Esta participação resultou de uma dinâmica de grande envolvimento e colaboração entre toda a comunidade educativa, contando com o empenho dos professores, a participação ativa da Associação de Pais e o entusiasmo dos alunos, que contribuíram para tornar este momento ainda mais especial.
A tradicional Tasquinha da Escola da Ponte voltou a ser um dos pontos de paragem obrigatória para os muitos visitantes do evento. As iguarias e delícias gastronómicas conquistaram quem por lá passou, atraindo um grande número de pessoas, entre as quais muitos visitantes habituais que, ano após ano, regressam para reviver sabores e tradições já bem conhecidos.

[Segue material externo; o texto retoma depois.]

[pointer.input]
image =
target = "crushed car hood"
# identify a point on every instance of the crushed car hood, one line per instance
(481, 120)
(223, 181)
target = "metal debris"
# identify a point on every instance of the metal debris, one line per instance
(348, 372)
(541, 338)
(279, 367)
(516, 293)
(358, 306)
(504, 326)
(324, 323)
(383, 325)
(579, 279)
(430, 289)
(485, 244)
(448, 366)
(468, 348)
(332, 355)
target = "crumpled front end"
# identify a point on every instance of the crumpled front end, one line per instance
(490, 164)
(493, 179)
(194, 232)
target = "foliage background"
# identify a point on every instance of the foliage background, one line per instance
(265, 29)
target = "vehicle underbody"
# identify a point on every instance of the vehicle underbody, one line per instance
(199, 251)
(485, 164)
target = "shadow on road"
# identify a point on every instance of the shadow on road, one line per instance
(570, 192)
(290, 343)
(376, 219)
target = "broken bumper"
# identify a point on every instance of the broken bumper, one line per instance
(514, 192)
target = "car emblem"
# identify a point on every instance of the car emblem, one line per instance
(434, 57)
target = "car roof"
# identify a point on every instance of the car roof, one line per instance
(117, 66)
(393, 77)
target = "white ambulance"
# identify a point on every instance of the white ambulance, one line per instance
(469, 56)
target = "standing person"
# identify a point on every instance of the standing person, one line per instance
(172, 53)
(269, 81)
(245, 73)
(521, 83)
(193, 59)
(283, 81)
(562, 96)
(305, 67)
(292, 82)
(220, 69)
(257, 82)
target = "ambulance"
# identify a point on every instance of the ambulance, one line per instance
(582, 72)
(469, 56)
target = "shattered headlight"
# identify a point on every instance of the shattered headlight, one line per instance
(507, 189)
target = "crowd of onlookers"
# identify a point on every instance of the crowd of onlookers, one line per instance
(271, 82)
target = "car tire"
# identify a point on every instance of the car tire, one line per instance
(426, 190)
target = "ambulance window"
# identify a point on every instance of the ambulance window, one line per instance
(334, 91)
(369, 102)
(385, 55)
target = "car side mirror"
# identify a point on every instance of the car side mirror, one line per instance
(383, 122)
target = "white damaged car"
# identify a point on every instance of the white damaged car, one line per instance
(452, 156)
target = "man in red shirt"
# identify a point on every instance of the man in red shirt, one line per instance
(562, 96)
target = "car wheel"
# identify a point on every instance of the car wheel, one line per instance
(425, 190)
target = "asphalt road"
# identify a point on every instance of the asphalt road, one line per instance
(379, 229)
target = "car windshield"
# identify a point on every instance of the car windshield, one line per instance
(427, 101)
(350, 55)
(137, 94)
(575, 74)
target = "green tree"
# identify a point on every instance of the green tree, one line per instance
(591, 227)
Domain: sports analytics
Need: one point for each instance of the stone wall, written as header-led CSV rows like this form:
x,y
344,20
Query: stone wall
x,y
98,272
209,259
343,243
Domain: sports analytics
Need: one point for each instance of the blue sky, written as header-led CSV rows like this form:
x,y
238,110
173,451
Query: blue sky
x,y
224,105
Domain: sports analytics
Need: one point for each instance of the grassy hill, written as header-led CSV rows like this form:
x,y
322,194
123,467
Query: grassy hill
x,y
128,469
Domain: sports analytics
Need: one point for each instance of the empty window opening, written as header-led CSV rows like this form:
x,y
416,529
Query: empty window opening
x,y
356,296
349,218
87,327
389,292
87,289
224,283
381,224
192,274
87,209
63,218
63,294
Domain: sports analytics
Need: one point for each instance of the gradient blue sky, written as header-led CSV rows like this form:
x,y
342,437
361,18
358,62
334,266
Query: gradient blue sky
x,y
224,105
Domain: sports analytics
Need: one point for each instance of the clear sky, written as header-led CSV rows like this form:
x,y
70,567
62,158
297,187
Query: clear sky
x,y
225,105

Mais do que um espaço de degustação, a Tasquinha procurou recriar o ambiente, os costumes e as tradições gastronómicas de outros tempos, proporcionando momentos de convívio, partilha e valorização do património cultural.
A participação neste evento constituiu mais uma oportunidade para fortalecer laços entre Escola e Comunidade, promovendo a participação ativa e preservando tradições que fazem parte da identidade local.
Os professores responsáveis pela dinamização da atividade manifestam, ainda, um especial agradecimento a todos aqueles que, de diferentes formas, prestaram a sua colaboração, apoio e ajuda na concretização desta iniciativa. O contributo e a dedicação de cada um foram fundamentais para o sucesso desta participação, demonstrando, uma
vez mais, a força do espírito de entreajuda e cooperação da comunidade educativa.